AFAIK, SQL Anywhere can handle strings both as binary and character data and cast them accordingly. From the docs:
Sometimes it's handy to cast character data to binary in order to use binary comparison (which can also be done with other means, say collation tailoring and the like). Question: How do the builtin string functions handle binary arguments? Problem: The parameter declaration within the documentation does usually just use the word "string" and does not tell the datatype. Datatypes are only specified for return values and some functions return character and/or binary types, for example SUBSTRING:
Other functions do only return character data, such as REPLACE.
Can I assume these functions will cast them to character data (and therefore use collation semantics and the like) when the function does list its parameters as (long) varchar/(long) nvarchar and does not list them as (long) varbinary? E.g. REPLACE() seems to treat character and binary arguments identically (and follows character semantics, here in a case-insensitive manner because the database is case-insensitive):
|
First let me say that I agree that the documentation is a little light on the details of the parameters that are accepted by each function and the behaviour of each function as it relates to the types of input parameters.
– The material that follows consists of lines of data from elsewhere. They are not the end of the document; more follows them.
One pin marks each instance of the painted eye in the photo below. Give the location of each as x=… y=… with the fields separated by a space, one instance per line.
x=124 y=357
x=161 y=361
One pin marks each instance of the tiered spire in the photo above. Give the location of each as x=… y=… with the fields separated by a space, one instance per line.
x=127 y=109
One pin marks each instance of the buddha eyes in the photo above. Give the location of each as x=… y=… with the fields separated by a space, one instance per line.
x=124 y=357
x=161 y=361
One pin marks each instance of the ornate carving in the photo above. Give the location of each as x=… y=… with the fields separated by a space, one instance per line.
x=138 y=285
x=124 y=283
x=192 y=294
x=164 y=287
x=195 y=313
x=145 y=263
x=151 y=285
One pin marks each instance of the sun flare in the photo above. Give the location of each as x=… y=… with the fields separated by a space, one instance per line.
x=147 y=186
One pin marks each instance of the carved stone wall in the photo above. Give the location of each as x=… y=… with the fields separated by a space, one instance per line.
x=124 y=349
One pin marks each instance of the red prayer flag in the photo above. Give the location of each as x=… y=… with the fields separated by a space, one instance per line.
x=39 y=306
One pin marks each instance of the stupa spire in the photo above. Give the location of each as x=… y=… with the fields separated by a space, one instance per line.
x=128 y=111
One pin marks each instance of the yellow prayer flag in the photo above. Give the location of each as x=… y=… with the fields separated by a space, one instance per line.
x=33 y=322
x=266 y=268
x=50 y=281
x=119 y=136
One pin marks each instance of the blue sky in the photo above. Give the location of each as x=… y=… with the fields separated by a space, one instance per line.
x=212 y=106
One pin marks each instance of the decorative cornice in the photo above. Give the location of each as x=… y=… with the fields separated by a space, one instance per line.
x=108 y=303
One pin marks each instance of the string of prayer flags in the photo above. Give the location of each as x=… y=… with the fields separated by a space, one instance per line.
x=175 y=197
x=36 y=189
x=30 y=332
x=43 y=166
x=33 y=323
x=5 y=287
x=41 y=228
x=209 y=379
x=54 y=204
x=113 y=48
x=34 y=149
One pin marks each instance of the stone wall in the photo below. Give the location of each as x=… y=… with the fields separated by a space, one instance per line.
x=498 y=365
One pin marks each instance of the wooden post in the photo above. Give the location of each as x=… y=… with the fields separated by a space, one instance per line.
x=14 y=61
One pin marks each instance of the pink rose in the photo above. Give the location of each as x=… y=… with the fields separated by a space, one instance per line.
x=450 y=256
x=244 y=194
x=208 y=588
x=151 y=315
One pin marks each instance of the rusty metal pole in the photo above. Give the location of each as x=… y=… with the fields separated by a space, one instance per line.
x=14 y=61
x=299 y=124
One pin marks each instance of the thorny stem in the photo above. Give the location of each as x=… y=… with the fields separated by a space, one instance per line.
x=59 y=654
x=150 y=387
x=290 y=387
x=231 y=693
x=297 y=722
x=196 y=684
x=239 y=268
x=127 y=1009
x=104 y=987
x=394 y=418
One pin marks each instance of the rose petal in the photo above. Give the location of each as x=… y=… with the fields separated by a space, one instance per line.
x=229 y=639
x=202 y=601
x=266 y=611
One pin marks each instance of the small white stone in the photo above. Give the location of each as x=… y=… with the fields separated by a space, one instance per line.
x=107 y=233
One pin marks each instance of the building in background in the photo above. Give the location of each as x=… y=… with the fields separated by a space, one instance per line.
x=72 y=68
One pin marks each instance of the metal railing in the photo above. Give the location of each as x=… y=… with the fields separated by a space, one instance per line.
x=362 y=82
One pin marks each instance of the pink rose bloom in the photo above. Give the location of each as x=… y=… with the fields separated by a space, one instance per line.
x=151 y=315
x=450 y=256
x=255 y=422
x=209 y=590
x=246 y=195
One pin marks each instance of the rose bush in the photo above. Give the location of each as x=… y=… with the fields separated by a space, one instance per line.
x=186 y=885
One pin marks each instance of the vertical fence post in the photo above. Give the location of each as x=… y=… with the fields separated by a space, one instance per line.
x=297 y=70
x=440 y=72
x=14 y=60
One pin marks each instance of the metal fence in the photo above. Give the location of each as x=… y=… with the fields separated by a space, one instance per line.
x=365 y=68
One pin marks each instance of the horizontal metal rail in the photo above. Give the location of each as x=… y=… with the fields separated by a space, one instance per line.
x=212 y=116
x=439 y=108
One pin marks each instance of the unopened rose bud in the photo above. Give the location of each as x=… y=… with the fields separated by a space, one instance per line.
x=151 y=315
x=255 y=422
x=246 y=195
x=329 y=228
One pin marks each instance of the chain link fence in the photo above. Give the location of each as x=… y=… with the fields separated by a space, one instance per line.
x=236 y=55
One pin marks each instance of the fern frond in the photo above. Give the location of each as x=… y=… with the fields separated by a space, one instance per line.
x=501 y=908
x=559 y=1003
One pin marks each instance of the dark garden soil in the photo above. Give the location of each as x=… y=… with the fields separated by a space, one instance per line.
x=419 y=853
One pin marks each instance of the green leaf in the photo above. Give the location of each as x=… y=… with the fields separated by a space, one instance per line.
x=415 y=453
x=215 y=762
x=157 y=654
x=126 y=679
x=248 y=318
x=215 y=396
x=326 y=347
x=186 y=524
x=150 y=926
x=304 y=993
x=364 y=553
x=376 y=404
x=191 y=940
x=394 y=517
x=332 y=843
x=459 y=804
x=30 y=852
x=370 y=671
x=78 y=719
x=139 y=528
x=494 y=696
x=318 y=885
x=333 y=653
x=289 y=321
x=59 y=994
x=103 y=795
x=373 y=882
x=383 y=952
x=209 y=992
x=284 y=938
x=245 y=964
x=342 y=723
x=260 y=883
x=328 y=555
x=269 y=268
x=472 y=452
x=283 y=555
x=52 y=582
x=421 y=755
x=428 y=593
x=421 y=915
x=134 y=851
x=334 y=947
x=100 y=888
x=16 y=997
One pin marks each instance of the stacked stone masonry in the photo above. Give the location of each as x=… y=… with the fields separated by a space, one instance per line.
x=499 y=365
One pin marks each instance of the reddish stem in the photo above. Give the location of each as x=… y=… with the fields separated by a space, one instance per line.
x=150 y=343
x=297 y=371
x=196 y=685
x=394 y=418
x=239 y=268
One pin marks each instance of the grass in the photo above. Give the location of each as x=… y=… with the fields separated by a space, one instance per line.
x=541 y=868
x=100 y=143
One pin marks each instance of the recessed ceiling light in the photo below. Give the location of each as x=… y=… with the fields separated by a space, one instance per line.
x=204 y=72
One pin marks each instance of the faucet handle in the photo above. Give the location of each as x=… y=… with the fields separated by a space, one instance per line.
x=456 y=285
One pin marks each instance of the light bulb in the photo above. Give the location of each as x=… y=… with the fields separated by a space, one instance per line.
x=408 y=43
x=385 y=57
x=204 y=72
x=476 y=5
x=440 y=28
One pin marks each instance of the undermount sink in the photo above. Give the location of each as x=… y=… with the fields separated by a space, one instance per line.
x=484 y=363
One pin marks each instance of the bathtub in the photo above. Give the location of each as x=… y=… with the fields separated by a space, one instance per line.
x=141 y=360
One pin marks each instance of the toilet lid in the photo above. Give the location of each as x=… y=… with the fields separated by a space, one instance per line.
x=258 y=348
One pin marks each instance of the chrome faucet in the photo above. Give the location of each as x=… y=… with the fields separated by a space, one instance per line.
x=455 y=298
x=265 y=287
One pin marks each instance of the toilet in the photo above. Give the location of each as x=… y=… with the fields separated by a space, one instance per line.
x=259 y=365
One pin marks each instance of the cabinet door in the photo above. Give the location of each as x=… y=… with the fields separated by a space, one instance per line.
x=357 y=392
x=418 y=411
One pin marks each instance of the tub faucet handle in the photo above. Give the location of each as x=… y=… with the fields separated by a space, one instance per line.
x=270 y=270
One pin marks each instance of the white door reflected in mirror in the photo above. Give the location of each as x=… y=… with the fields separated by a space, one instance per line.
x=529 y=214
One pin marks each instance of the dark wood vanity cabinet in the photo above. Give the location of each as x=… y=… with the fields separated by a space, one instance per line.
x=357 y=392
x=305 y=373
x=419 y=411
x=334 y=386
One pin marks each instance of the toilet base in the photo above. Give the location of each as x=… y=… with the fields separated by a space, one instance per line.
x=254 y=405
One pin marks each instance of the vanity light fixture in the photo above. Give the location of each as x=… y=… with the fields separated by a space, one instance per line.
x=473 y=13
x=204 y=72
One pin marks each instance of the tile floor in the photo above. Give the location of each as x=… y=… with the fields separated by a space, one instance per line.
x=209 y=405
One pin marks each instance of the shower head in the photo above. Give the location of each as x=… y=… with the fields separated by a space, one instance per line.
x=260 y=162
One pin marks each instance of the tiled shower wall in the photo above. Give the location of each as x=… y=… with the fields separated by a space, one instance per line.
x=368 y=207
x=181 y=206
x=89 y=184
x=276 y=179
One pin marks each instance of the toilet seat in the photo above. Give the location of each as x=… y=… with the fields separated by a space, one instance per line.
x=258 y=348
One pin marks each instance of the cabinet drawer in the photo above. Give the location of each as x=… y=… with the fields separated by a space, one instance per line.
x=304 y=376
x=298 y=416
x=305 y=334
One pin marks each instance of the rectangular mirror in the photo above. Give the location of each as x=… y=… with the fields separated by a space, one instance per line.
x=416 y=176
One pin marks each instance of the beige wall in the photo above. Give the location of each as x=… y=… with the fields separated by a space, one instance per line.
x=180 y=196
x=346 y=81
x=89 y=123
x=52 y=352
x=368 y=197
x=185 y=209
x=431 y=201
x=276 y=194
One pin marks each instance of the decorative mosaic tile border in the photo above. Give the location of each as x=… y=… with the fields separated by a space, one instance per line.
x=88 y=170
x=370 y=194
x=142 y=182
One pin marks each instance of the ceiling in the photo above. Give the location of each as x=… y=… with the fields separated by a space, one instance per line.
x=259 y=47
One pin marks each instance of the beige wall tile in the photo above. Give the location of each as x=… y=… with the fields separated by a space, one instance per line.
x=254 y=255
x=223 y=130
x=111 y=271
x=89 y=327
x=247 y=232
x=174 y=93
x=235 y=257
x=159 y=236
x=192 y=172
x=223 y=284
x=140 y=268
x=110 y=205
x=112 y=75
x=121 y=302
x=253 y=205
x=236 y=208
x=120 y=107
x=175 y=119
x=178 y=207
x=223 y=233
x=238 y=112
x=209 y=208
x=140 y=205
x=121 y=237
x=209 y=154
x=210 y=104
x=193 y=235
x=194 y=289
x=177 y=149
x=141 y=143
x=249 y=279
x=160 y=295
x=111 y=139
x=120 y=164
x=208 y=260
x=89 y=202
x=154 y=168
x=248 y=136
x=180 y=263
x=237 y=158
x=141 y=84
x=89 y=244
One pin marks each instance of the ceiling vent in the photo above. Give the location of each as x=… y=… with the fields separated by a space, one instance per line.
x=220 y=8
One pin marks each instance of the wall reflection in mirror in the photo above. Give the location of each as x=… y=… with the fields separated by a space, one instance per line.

I have discussed this with the documentation team in the past, and I spent several days last fall generating a method to semi-automatically compiling a report of all input combinations to all of the functions and the resultant outputs (but the information about the exact translation that occurs being inputs and outputs is not generated). The issue is complex and so far we have not found a simple way to represent the necessary information in the documentation. The answer to the question "How do string functions work with binary data?" is "It depends on which function is being used". I.e. there is not a one-answer-fits-all-functions answer. There are basically two classes of functions (hence two answers) though:
When binary input is given where a char type input is expected the binary data is automatically casted to char type (using an identity mapping - i.e. no conversion in the data is performed). For example, providing binary inputs to REPLACE results in the binary data being treated as character data in the database CHAR character set and characters are replaced one-by-one accordingly. As such what you get out will depend entirely on the character set being used (and of course the inputs). E.g. begin declare @bin long binary; declare @fr long binary; declare @to long binary; set @bin = hextobin( '0102030405060708090a0b0c0d0e0f' ); set @fr = hextobin( '01' ); set @to = hextobin( '40' ); select bintohex( @bin ), bintohex( replace( @bin, @fr, @to ) ) end; The output from the above is: '0102030405060708090A0B0C0D0E0F','4002030405060708090A0B0C0D0E0F'and is what I would have expected since I am using a single byte character set. I would agree that a binary replace (e.g. byte_replace()) function could be useful... although I'm sure a crafty programmer might be able to come up with a solution using the existing capabilities. This is left as an exercise for the reader! ;-) 1
Many thanks for that comprehensive answer - it is very useful. This is left as an exercise for the reader! ;-) indeed that's what we have done, but as a user-defined function it's gruesomely slow compared to the built-in equivalent. In occasional usage that's not a problem, but when you are converting millions of rows of data a lot of coffee gets drunk!
(05 Jun '14, 18:33)
Justin Willey
Replies hidden
1
Thanks for that thorough information - maybe that could be used to add a separate topic to the docs, linked to "string functions"? As a side note: So for builtin functions, SA has a concept of overloading/polymorphism whereas user-defined functions and procedures do not support that? Otherwise it would be difficult to understand how the same function (name) can handle data of different types...
(06 Jun '14, 03:43)
Volker Barth
Replies hidden
To help understand the business case, for what purpose are you doing binary data manipulation in the server and how often do you do it?
(06 Jun '14, 07:47)
Mark Culp
Regarding your side note: Correct, most builtin functions have multiple binding rules and the server runs through the list and picks the first one that fits the input types and then calls the associated routine for that rule.
(06 Jun '14, 07:52)
Mark Culp
This normally happens when we are trying to sort out data imported from other systems where there are character translation issues. eg an accented character appears as something else, or the GBP symbol has been replaced with something else. The problem with using Replace() is that in many cases the collation settings will mean that it can't be used eg (a real example): update person set notes=replace(notes,'ú','£') can't be used because every u in the field will also be changed as the collation sequence helpfully reckons that 'ú' is the same as 'u'. One can of course code a UDF to go through every string character by character - which is fine for updating a single value, but en masse it's very slow. An option on Replace() to ignore the collation would do the trick nicely.
(06 Jun '14, 08:00)
Justin Willey
1
In my case, it's usually been an (occasional) attempt to do a binary replace, i.e. when the character semantics would find undesired matches (differening in case/accents (German umlauts) and the like). That has raised the current question... Whereas it's - well, not easy but doable - to use different kinds of comparisons via collation tailoring and the like, string manipulation with different collations seems hard.
(06 Jun '14, 08:01)
Volker Barth
1
Just on the frequency question - it's not something we would expect to use as part of regular production code - it's a bit too scary for that. More something used in migrations, clean-up scripts, imports etc.
(06 Jun '14, 10:40)
Justin Willey
|
a BinaryReplace() function would be really helpful.